Because it is a very broad subject, astrophysicists typically apply many disciplines of physics including, but not limited to, mechanics, electromagnetism, statistical mechanics, thermodynamics, quantum mechanics, relativity, nuclear and particle physics, and atomic and molecular physics. In practice, modern astronomical research involves a substantial amount of physics. The name of a university's department ("astrophysics" or "astronomy") often has to do more with the department's history than with the contents of the programs.


Although astronomy is as old as recorded history, it was long separated from the study of physics. In the Aristotelian worldview, the celestial pertained to perfection—bodies in the sky being perfect spheres moving in perfectly circular orbits—while the earthly pertained to imperfection; these two realms were seen as unrelated.
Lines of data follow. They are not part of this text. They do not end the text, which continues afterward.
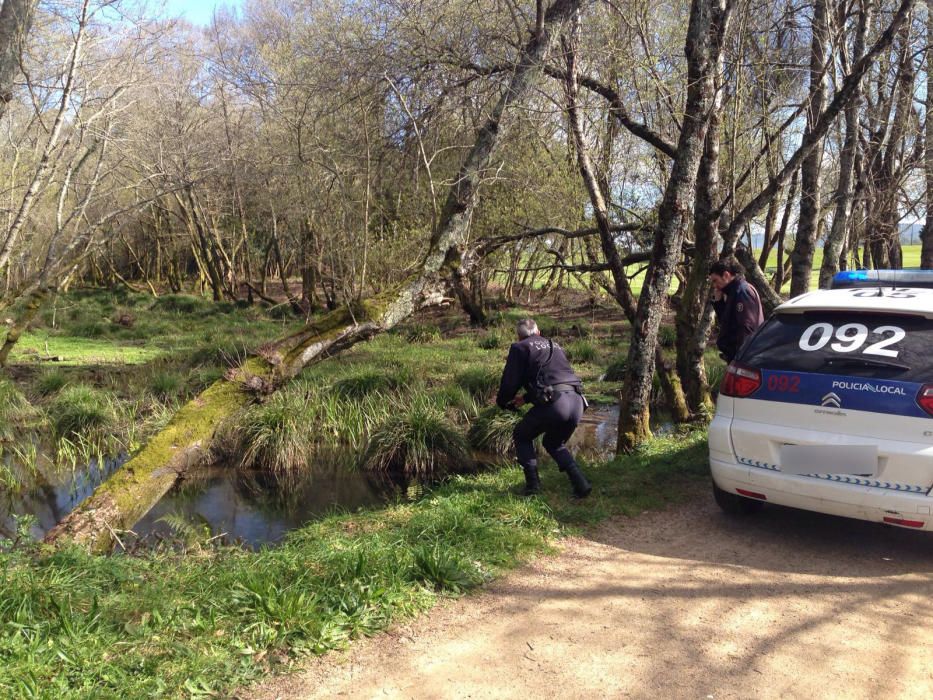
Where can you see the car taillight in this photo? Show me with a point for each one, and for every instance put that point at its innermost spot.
(741, 381)
(925, 398)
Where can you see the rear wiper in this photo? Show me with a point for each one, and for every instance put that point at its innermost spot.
(864, 362)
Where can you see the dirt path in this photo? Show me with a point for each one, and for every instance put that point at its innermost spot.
(682, 603)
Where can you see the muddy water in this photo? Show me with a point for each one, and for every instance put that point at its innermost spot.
(50, 492)
(256, 508)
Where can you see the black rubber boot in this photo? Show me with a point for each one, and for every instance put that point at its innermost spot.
(532, 482)
(581, 487)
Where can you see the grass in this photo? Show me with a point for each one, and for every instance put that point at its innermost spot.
(14, 409)
(90, 327)
(491, 431)
(418, 440)
(165, 625)
(479, 382)
(81, 409)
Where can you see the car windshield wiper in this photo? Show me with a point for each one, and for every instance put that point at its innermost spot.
(864, 362)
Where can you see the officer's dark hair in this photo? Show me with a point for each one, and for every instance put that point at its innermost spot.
(526, 328)
(717, 268)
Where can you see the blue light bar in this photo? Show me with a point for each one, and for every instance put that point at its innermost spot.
(883, 278)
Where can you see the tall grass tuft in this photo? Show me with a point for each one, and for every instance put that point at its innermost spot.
(493, 339)
(166, 385)
(582, 351)
(480, 382)
(419, 440)
(81, 410)
(356, 386)
(278, 434)
(492, 430)
(14, 409)
(422, 333)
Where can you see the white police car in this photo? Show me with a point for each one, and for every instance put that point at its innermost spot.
(829, 406)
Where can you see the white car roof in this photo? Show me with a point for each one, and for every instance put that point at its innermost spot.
(915, 301)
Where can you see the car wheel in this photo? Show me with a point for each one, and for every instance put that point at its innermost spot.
(733, 504)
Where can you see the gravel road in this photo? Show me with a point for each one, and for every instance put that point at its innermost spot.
(683, 603)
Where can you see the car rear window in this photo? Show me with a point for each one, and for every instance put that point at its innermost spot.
(875, 345)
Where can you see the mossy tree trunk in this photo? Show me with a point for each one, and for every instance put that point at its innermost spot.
(705, 34)
(144, 479)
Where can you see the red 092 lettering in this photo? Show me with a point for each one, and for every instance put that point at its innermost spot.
(784, 382)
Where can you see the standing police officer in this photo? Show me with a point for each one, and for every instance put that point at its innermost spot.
(540, 366)
(737, 308)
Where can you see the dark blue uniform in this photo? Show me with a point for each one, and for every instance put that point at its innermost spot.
(739, 313)
(533, 363)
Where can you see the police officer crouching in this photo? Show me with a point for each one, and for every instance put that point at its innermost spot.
(540, 366)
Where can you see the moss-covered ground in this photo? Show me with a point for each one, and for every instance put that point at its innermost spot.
(197, 620)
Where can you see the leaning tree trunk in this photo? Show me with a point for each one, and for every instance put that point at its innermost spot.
(598, 192)
(845, 189)
(802, 255)
(926, 238)
(132, 491)
(708, 23)
(15, 22)
(695, 316)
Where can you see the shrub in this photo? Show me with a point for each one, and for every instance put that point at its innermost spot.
(479, 382)
(419, 440)
(615, 372)
(581, 351)
(81, 409)
(492, 430)
(50, 382)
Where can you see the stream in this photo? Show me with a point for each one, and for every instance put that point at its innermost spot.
(255, 508)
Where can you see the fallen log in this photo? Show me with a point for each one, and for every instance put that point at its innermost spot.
(129, 494)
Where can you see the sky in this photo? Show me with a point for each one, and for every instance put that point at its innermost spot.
(196, 11)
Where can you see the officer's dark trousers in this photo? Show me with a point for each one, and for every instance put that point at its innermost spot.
(557, 420)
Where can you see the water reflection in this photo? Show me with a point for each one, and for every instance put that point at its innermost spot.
(255, 507)
(50, 492)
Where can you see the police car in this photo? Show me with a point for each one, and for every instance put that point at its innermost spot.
(829, 405)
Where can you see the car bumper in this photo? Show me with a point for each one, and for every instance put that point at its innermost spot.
(832, 498)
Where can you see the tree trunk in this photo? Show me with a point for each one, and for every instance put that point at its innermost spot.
(926, 238)
(695, 316)
(132, 491)
(670, 384)
(810, 170)
(15, 22)
(845, 190)
(705, 33)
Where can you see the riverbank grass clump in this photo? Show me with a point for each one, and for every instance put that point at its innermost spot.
(74, 625)
(480, 382)
(82, 410)
(491, 431)
(419, 441)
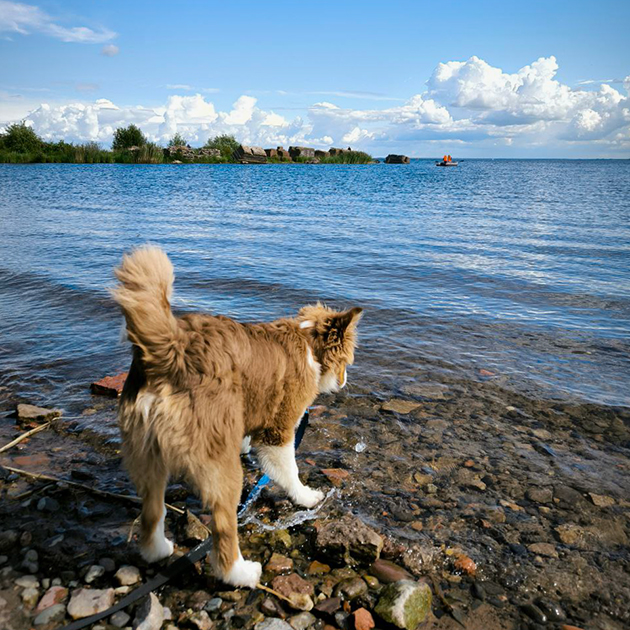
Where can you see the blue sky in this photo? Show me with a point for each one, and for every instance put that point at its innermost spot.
(474, 79)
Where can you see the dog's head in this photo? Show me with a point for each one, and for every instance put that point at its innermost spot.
(333, 336)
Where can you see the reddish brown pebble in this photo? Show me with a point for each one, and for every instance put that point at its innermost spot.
(110, 385)
(363, 620)
(465, 565)
(336, 475)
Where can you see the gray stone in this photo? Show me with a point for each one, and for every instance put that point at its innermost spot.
(85, 602)
(405, 603)
(127, 575)
(119, 619)
(94, 572)
(52, 614)
(150, 614)
(272, 624)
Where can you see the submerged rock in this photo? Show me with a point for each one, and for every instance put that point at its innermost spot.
(405, 603)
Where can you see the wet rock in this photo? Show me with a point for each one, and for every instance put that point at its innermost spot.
(336, 476)
(405, 604)
(350, 589)
(543, 549)
(398, 405)
(47, 504)
(150, 614)
(192, 531)
(387, 572)
(272, 624)
(127, 575)
(533, 612)
(302, 621)
(119, 619)
(601, 500)
(540, 495)
(85, 602)
(279, 563)
(52, 615)
(363, 619)
(111, 386)
(94, 572)
(347, 539)
(54, 595)
(31, 413)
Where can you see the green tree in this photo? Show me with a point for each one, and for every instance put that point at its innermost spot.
(177, 141)
(20, 138)
(126, 137)
(226, 144)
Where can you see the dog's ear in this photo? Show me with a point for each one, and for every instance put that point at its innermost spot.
(347, 319)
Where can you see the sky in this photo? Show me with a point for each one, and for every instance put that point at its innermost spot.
(472, 79)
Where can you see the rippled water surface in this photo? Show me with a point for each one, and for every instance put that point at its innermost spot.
(520, 268)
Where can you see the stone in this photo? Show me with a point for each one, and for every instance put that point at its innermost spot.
(349, 539)
(543, 549)
(111, 386)
(601, 500)
(52, 615)
(350, 589)
(336, 475)
(192, 529)
(85, 602)
(272, 624)
(540, 495)
(31, 413)
(363, 619)
(398, 405)
(150, 614)
(127, 575)
(54, 595)
(388, 572)
(392, 158)
(200, 620)
(302, 621)
(279, 563)
(94, 572)
(405, 604)
(119, 619)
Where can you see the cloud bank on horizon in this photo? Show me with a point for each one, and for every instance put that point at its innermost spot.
(465, 103)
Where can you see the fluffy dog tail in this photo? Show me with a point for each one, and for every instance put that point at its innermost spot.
(146, 284)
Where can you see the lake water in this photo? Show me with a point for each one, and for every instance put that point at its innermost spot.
(516, 268)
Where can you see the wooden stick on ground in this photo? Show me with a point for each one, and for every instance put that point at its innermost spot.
(17, 440)
(82, 486)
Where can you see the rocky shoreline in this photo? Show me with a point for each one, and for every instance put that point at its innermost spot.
(460, 504)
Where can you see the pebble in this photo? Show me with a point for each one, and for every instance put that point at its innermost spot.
(127, 575)
(85, 602)
(150, 614)
(93, 573)
(52, 614)
(119, 619)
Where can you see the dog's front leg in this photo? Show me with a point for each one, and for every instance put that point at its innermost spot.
(278, 462)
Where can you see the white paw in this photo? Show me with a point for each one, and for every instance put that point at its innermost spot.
(243, 573)
(309, 497)
(246, 445)
(158, 549)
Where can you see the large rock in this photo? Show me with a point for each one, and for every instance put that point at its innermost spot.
(150, 614)
(250, 155)
(392, 158)
(31, 413)
(349, 540)
(404, 604)
(85, 602)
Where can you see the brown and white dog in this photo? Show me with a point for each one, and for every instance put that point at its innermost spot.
(199, 384)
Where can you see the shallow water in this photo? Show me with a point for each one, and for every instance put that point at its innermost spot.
(521, 268)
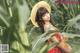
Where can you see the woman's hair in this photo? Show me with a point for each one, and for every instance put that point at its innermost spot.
(40, 13)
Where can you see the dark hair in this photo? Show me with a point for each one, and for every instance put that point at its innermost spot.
(40, 13)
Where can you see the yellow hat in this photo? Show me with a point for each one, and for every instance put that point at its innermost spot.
(35, 8)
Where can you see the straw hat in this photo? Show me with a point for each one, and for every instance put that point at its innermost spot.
(35, 8)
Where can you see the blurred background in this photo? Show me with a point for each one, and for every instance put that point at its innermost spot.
(17, 30)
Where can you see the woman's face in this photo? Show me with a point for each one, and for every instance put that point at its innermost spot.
(46, 17)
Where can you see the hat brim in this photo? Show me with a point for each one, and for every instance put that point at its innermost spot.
(35, 8)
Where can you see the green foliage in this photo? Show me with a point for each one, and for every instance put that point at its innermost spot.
(17, 30)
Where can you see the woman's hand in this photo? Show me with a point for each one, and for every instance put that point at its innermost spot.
(65, 47)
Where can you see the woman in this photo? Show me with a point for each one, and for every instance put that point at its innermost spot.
(40, 17)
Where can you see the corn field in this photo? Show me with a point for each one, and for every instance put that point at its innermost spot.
(18, 32)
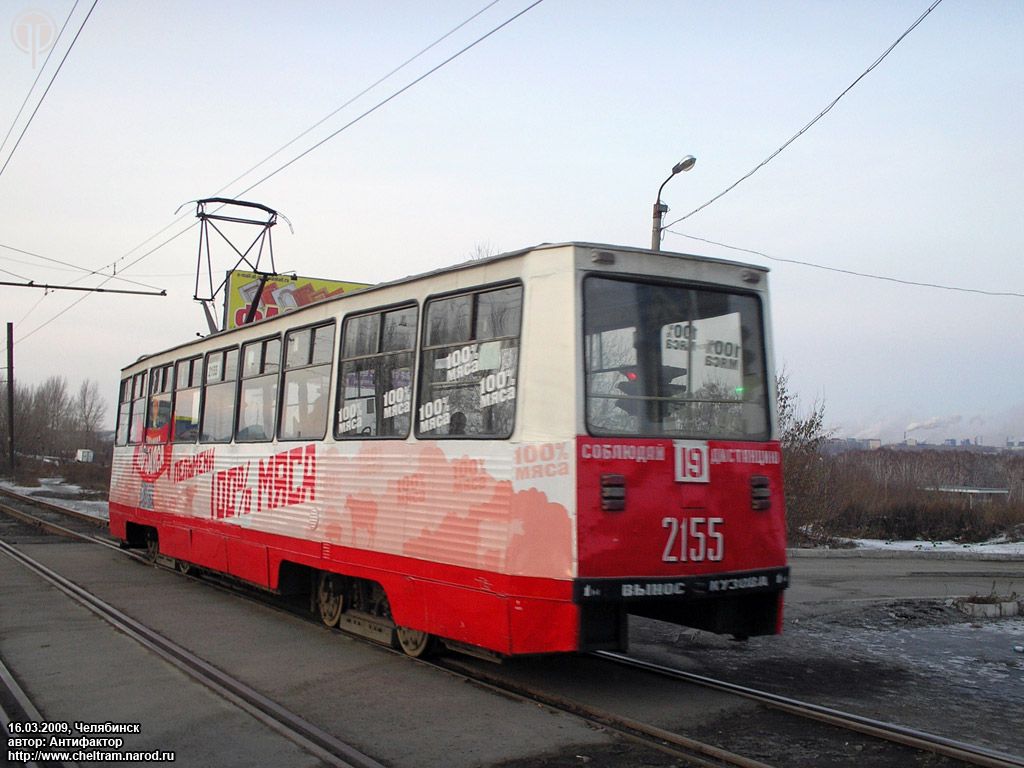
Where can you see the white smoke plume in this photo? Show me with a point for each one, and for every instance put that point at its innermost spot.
(934, 423)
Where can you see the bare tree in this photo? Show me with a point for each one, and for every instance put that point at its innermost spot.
(806, 474)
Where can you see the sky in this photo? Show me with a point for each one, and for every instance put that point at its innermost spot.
(558, 127)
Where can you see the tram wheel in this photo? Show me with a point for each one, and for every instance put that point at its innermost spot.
(415, 643)
(330, 598)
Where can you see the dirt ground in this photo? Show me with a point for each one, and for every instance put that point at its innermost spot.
(919, 663)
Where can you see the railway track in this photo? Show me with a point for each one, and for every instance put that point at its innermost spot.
(689, 751)
(325, 747)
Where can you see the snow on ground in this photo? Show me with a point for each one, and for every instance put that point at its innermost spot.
(50, 486)
(998, 546)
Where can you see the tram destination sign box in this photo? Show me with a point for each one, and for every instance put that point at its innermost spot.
(281, 293)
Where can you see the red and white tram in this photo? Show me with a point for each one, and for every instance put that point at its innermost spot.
(512, 454)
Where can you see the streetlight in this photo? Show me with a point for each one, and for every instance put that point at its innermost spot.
(660, 208)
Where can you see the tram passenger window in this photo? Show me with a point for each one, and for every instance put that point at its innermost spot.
(137, 409)
(258, 403)
(124, 412)
(308, 352)
(375, 381)
(184, 427)
(469, 368)
(159, 418)
(218, 399)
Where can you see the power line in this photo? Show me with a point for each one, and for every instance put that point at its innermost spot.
(303, 133)
(38, 75)
(853, 272)
(297, 158)
(394, 95)
(803, 130)
(88, 272)
(54, 77)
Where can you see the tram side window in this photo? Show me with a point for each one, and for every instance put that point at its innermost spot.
(137, 413)
(218, 399)
(161, 390)
(258, 404)
(375, 381)
(124, 412)
(308, 352)
(187, 379)
(468, 374)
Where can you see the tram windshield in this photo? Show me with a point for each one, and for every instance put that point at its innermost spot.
(673, 359)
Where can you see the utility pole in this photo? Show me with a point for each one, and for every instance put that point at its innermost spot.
(10, 396)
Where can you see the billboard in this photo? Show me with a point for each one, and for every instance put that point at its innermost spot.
(282, 293)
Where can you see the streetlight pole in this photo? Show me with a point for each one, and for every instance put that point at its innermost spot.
(660, 208)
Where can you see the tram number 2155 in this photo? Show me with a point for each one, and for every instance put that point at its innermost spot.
(693, 540)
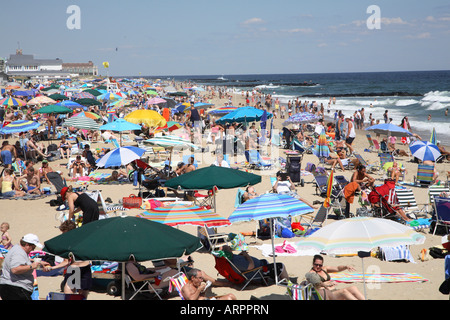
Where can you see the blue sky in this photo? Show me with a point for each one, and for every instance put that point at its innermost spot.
(196, 37)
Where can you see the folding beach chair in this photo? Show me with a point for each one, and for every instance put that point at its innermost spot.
(317, 221)
(376, 145)
(256, 161)
(424, 176)
(371, 145)
(230, 272)
(441, 213)
(178, 281)
(64, 296)
(407, 201)
(141, 286)
(435, 191)
(210, 238)
(303, 291)
(321, 184)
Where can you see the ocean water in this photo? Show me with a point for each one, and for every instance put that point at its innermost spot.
(415, 94)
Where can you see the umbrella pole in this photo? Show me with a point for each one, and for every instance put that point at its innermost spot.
(123, 280)
(273, 251)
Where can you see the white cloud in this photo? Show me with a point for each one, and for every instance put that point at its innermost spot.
(423, 35)
(299, 30)
(252, 21)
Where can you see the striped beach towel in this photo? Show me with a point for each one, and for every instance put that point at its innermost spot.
(377, 277)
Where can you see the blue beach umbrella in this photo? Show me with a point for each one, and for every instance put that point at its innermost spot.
(243, 114)
(19, 126)
(424, 150)
(390, 130)
(120, 157)
(269, 206)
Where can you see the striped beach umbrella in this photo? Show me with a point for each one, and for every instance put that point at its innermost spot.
(424, 150)
(87, 114)
(349, 236)
(269, 205)
(12, 102)
(321, 149)
(19, 126)
(82, 123)
(433, 138)
(177, 214)
(109, 96)
(120, 157)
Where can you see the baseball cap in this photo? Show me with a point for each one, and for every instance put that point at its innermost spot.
(63, 193)
(32, 239)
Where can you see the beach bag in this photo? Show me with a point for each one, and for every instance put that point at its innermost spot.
(132, 202)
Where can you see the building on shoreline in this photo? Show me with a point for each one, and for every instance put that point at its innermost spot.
(82, 69)
(25, 65)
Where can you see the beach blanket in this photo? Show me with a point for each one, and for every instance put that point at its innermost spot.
(377, 277)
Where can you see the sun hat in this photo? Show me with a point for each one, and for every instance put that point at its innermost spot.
(32, 239)
(63, 193)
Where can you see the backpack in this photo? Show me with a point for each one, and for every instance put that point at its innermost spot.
(226, 270)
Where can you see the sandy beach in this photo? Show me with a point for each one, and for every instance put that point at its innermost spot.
(37, 216)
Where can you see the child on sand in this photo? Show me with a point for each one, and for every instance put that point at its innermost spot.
(6, 238)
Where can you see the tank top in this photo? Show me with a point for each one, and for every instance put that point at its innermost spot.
(6, 186)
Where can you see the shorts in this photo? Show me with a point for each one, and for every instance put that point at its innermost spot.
(349, 140)
(9, 194)
(85, 281)
(6, 157)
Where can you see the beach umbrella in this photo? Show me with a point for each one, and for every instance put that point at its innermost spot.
(72, 104)
(87, 114)
(120, 125)
(53, 108)
(58, 96)
(88, 102)
(424, 150)
(82, 123)
(83, 95)
(19, 126)
(321, 149)
(433, 138)
(330, 181)
(149, 117)
(94, 92)
(301, 118)
(40, 100)
(120, 157)
(109, 96)
(12, 102)
(222, 110)
(121, 238)
(269, 206)
(202, 105)
(154, 101)
(243, 114)
(177, 214)
(389, 129)
(209, 177)
(359, 235)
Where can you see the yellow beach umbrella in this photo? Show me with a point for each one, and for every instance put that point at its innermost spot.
(148, 117)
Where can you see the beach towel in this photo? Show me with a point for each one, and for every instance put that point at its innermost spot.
(377, 277)
(397, 253)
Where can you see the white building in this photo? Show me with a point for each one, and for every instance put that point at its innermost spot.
(26, 65)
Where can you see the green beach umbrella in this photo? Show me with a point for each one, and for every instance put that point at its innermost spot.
(209, 177)
(53, 108)
(119, 238)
For centuries, the apparently common-sense view that the Sun and other planets went round the Earth went basically unquestioned, until Nicolaus Copernicus suggested in the 16th century that the Earth and all the other planets in the Solar System orbited the Sun. This idea had been around, though, for nearly 2000 years when Aristarchus first suggested it, but not in such a nice mathematical model. Galileo Galilei made quantitative measurements central to physics, but in astronomy his observation did not have astrophysical significance.

The availability of accurate observational data led to research into theoretical explanations for the observed behavior. At first, only ad-hoc rules were discovered, such as Kepler's laws of planetary motion, discovered at the start of the 17th century. Later that century, Isaac Newton, bridged the gap between Kepler's laws and Galileo's dynamics, discovering that the same laws that rule the dynamics of objects on earth rules the motion of planets and the moon. Celestial mechanics, the application of Newtonian gravity and Newton's laws to explain Kepler's laws of planetary motion, was the first unification of astronomy and physics.

After Isaac Newton published his Principia, maritime navigation was transformed. Starting around 1670, the entire world was measured using essentially modern latitude instruments and the best available clocks. The needs of navigation provided a drive for progressively more accurate astronomical observations and instruments, providing a background for ever more available data for scientists.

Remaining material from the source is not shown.